A grin breaks out on her face as she comes up to the door, which rests underneath a little roof cover with green shingles, keeping the shoe mat free from snow. She stomps the snow off, putting her hands back in her pockets before braving the metal of the snow. Her fist wraps around something that startles her- she thought these pockets were empty?

She pulls out a lovely little key on a simple ring, it's just a plain looking one like you would get from any locksmith, , but she smiles down at it like... well, like it holds the key to heaven.

It doesn't shock her that the key slides in easily and when turned the handle presses the door open and it creaks gently.

She smiles and laughs, breathily. "Wow," she whispers, and she thinks that's the first words to leave her mouth in this new world. This brave, beautiful new world.

There's a little plastic thing to step on and leave your snowy boots, just like when she was a kid. A wave of nostalgia without a specific attached memory hits and she keeps smiling brightly. The foyer bleeds right into the living room, a space lit in bright yellow with a soft looking brown couch and two recliners parallel to a large window with a dark brown wooden frame, adorned in the corners with carved flowers. If she squints, she thinks she can see a vine carved down the rest.

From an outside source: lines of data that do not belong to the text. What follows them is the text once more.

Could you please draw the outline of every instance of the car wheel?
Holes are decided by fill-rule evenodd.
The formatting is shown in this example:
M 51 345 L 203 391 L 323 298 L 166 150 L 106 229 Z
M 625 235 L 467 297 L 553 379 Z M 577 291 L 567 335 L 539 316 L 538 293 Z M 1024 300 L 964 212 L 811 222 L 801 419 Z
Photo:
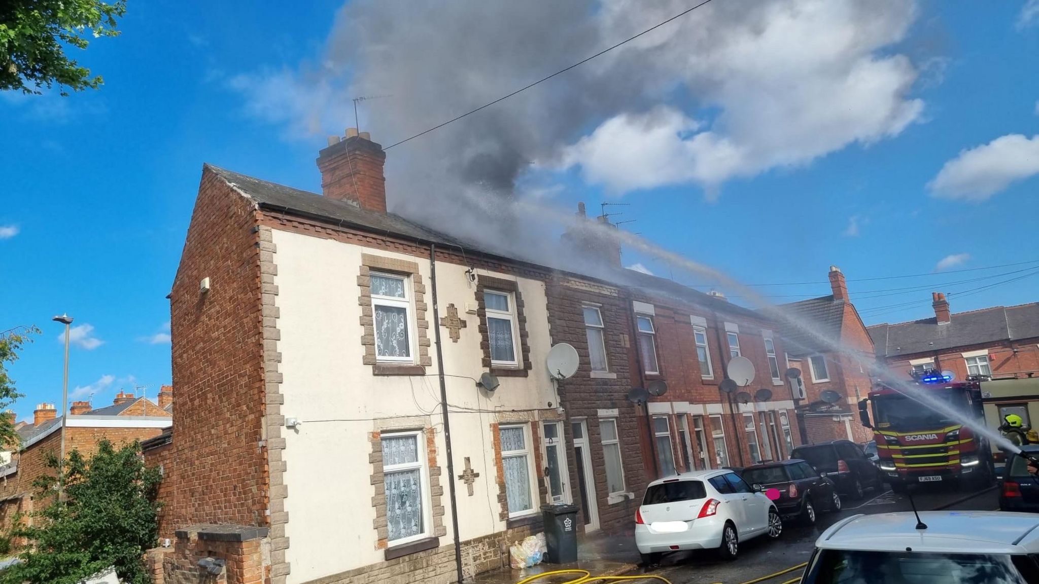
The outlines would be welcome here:
M 736 526 L 726 523 L 721 531 L 721 546 L 718 547 L 718 555 L 723 560 L 735 560 L 740 553 L 740 538 L 736 534 Z
M 801 517 L 804 523 L 812 525 L 816 523 L 816 507 L 811 504 L 811 500 L 805 498 L 804 508 L 801 510 Z
M 782 535 L 782 517 L 775 508 L 769 509 L 769 539 L 778 539 Z
M 651 554 L 639 554 L 642 556 L 642 565 L 651 566 L 660 564 L 660 552 L 654 552 Z

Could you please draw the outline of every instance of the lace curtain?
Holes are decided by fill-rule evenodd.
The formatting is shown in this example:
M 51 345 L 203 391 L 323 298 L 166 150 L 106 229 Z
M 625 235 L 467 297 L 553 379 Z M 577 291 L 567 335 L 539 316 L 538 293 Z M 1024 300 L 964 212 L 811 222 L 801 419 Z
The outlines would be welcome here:
M 418 437 L 382 436 L 382 466 L 419 464 Z M 414 469 L 385 471 L 387 528 L 391 541 L 419 535 L 422 525 L 422 472 Z
M 487 337 L 490 341 L 491 361 L 514 362 L 516 360 L 515 350 L 512 347 L 512 321 L 488 318 Z

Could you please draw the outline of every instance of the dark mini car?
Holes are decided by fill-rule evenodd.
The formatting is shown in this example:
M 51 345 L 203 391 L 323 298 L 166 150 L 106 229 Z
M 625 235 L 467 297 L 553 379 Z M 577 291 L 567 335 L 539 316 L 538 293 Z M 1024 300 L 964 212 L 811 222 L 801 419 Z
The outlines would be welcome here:
M 835 440 L 798 446 L 791 458 L 806 460 L 837 485 L 837 490 L 852 499 L 861 499 L 865 489 L 880 493 L 883 487 L 880 469 L 850 440 Z
M 1029 445 L 1023 450 L 1039 456 L 1039 445 Z M 1030 473 L 1028 460 L 1020 456 L 1008 456 L 1000 481 L 1000 510 L 1039 513 L 1039 474 Z
M 761 485 L 763 490 L 779 490 L 776 509 L 785 517 L 799 516 L 805 523 L 816 523 L 819 511 L 840 511 L 841 496 L 828 478 L 801 459 L 763 462 L 743 469 L 743 480 Z

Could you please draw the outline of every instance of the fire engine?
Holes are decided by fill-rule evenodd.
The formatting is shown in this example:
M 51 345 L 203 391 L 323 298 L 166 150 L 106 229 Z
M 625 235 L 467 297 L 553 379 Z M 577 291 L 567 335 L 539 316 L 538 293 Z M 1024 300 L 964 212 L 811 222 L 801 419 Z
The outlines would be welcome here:
M 985 424 L 980 379 L 957 382 L 950 372 L 925 371 L 916 374 L 915 380 L 920 391 Z M 858 414 L 862 425 L 873 429 L 877 464 L 897 493 L 911 483 L 956 481 L 987 485 L 995 476 L 992 451 L 985 436 L 883 382 L 858 403 Z

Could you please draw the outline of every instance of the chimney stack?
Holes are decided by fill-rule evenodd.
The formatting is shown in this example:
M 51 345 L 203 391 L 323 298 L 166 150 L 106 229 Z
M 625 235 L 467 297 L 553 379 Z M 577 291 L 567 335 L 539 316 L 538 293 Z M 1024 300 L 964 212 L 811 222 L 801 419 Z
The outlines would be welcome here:
M 943 292 L 931 292 L 931 306 L 934 307 L 934 318 L 938 324 L 949 324 L 952 317 L 949 314 L 949 300 Z
M 848 301 L 848 284 L 845 282 L 844 272 L 836 266 L 830 266 L 830 290 L 833 291 L 834 300 Z
M 87 412 L 94 409 L 88 401 L 74 401 L 72 402 L 72 407 L 69 408 L 69 414 L 73 416 L 82 416 Z
M 162 386 L 159 389 L 159 407 L 165 409 L 171 403 L 174 403 L 174 387 Z
M 318 154 L 321 192 L 367 211 L 385 213 L 385 160 L 382 147 L 373 142 L 368 132 L 347 128 L 345 138 L 328 136 L 328 147 Z
M 58 410 L 53 403 L 37 403 L 36 409 L 32 413 L 32 425 L 39 426 L 44 422 L 57 418 Z
M 121 403 L 126 403 L 128 401 L 133 401 L 135 399 L 137 399 L 137 396 L 135 396 L 135 395 L 129 393 L 129 392 L 119 392 L 119 393 L 115 394 L 115 399 L 112 401 L 112 404 L 113 405 L 118 405 Z

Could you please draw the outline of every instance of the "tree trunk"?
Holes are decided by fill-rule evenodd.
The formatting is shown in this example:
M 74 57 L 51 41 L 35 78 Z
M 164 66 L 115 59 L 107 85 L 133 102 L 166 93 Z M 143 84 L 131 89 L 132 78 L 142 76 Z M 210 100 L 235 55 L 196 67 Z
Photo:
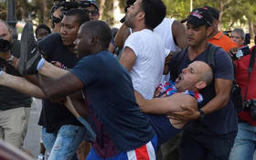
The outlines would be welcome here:
M 47 14 L 48 11 L 48 1 L 47 0 L 42 0 L 42 6 L 43 6 L 43 23 L 48 25 L 48 15 Z

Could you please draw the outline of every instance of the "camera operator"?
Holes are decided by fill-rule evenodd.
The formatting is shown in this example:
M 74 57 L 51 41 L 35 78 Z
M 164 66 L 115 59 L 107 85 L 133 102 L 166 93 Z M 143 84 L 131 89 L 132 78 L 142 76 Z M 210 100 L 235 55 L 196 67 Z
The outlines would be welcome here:
M 244 35 L 242 29 L 234 29 L 232 31 L 233 40 L 240 47 L 242 47 L 244 43 Z M 253 48 L 250 55 L 234 60 L 236 66 L 235 79 L 241 88 L 244 105 L 243 110 L 239 112 L 239 130 L 230 154 L 230 160 L 253 159 L 256 146 L 256 117 L 254 114 L 254 109 L 256 108 L 256 65 L 254 61 L 250 61 L 255 59 L 255 57 L 253 58 L 252 56 L 255 51 L 255 48 Z M 251 60 L 251 57 L 252 59 Z M 251 69 L 249 69 L 250 63 Z
M 245 33 L 240 28 L 235 28 L 231 32 L 231 39 L 236 42 L 239 48 L 244 47 Z
M 0 19 L 0 68 L 7 73 L 21 76 L 11 63 L 19 58 L 20 43 L 12 38 L 12 30 Z M 4 59 L 7 59 L 6 61 Z M 0 86 L 0 138 L 21 147 L 27 129 L 32 99 L 10 88 Z
M 98 20 L 100 17 L 99 5 L 95 0 L 80 0 L 80 1 L 71 1 L 66 2 L 59 1 L 59 4 L 54 5 L 51 8 L 51 20 L 53 32 L 60 32 L 60 22 L 65 15 L 65 13 L 73 8 L 84 9 L 90 20 Z

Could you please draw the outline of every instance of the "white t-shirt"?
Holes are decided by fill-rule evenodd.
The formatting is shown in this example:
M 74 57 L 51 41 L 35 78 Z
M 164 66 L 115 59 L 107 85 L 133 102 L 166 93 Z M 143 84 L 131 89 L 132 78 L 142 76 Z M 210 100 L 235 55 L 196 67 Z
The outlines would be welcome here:
M 130 71 L 133 89 L 145 99 L 154 96 L 155 88 L 161 83 L 165 59 L 169 53 L 156 33 L 144 29 L 132 33 L 124 43 L 136 55 L 136 61 Z

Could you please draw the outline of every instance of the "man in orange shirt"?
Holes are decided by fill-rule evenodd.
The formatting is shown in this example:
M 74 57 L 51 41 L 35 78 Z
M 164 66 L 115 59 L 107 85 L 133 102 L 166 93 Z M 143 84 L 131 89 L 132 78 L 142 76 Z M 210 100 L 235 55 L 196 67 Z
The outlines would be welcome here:
M 229 52 L 231 48 L 237 48 L 238 45 L 229 37 L 223 34 L 222 31 L 219 30 L 219 11 L 214 7 L 204 6 L 203 8 L 207 9 L 214 17 L 212 29 L 213 32 L 209 37 L 208 41 L 211 44 L 219 46 L 222 48 L 226 52 Z

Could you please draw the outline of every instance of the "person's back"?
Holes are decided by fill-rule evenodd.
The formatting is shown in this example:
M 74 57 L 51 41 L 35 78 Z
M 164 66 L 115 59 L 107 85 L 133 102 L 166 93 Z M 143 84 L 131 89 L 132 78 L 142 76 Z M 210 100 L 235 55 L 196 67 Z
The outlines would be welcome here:
M 53 33 L 38 42 L 38 47 L 44 51 L 47 60 L 59 61 L 67 68 L 73 68 L 78 61 L 76 56 L 65 47 L 60 35 Z M 63 105 L 51 102 L 50 100 L 42 101 L 43 108 L 39 118 L 39 124 L 48 133 L 58 133 L 64 124 L 81 125 L 75 116 Z
M 12 38 L 12 30 L 6 22 L 0 19 L 0 68 L 7 73 L 21 77 L 11 65 L 14 57 L 20 56 L 20 42 Z M 6 42 L 9 45 L 6 45 Z M 9 48 L 5 48 L 9 46 Z M 7 59 L 5 61 L 5 59 Z M 27 133 L 32 99 L 10 88 L 0 86 L 0 138 L 21 147 Z
M 83 58 L 71 72 L 87 85 L 83 92 L 99 155 L 110 157 L 153 138 L 153 129 L 136 104 L 129 73 L 109 51 Z
M 144 29 L 130 35 L 125 47 L 133 48 L 137 57 L 130 70 L 134 90 L 144 98 L 152 99 L 155 88 L 161 83 L 167 55 L 162 39 L 155 32 Z

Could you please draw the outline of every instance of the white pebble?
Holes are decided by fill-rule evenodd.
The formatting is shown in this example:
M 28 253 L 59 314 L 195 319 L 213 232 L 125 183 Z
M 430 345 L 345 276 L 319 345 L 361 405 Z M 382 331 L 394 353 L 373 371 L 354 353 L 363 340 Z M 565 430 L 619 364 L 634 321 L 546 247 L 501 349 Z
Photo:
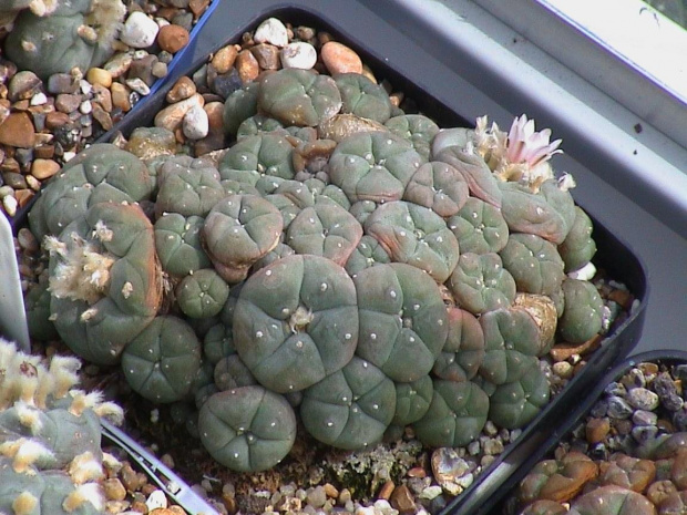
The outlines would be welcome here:
M 296 41 L 287 44 L 279 53 L 284 68 L 310 70 L 317 62 L 317 50 L 310 43 Z
M 147 496 L 147 499 L 145 499 L 145 505 L 147 506 L 148 512 L 157 508 L 166 508 L 167 496 L 162 490 L 155 490 Z
M 194 105 L 186 112 L 182 128 L 184 136 L 188 140 L 202 140 L 207 136 L 209 120 L 207 113 L 199 104 Z
M 284 23 L 276 18 L 268 18 L 255 30 L 253 40 L 256 43 L 270 43 L 281 48 L 288 44 L 288 33 Z
M 155 42 L 158 31 L 160 27 L 155 20 L 144 12 L 134 11 L 124 22 L 120 39 L 134 49 L 145 49 Z

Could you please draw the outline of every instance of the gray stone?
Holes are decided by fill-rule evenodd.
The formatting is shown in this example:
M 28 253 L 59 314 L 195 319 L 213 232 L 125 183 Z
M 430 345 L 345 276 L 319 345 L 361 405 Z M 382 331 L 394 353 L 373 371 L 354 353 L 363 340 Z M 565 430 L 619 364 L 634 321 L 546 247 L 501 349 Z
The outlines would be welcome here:
M 632 406 L 622 396 L 612 395 L 608 398 L 607 414 L 612 419 L 627 419 L 633 414 Z
M 653 411 L 658 408 L 658 395 L 646 388 L 633 388 L 626 399 L 637 410 Z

She sheds her boots quickly, unclasping her thick coat and tossing it on the coat rack in the most convenient spot that it could be placed. She wants nothing more in that moment to explore, like she's been taken over by a small child staying at a relative's summer house for the first time. She wants to open every cabinet and read every book and look in every nook and crevice, but the other part of her is still a grown woman with a quiet joy for every little beautiful thing.

The wall across from the furniture is just bookshelves, a break in the center where a big record player sits. Underneath it, instead of books, is a collection she instantly recognizes as her grandfather's- he got the bigger half, her whole life he always managed to have more. Then she started collecting and put hers in his bin. She runs her hand along the sides of them, the plastic he kept them in so carefully to keep from warping. The only family member really on her side.

The books were a big library of titles she recognized and some she didn't, some copies old and matted and annotated to hell and others looking like they'd just been plucked off a bookstore shelf. On the coffee table is a small stack of books with dogears- huh. The one she had read the most recently.

Kate smiles again. She's not used to doing it so often.

She runs her hand along the arm of the couch. It's kind of like corduroy but not, all soft and plushy. She sits down, exhaustion overtaking her completely.

It's just as relaxing as it looks and she feels her eyelids slowly shutting themselves.

Yeah. She can explore later. For now... she's comfortable.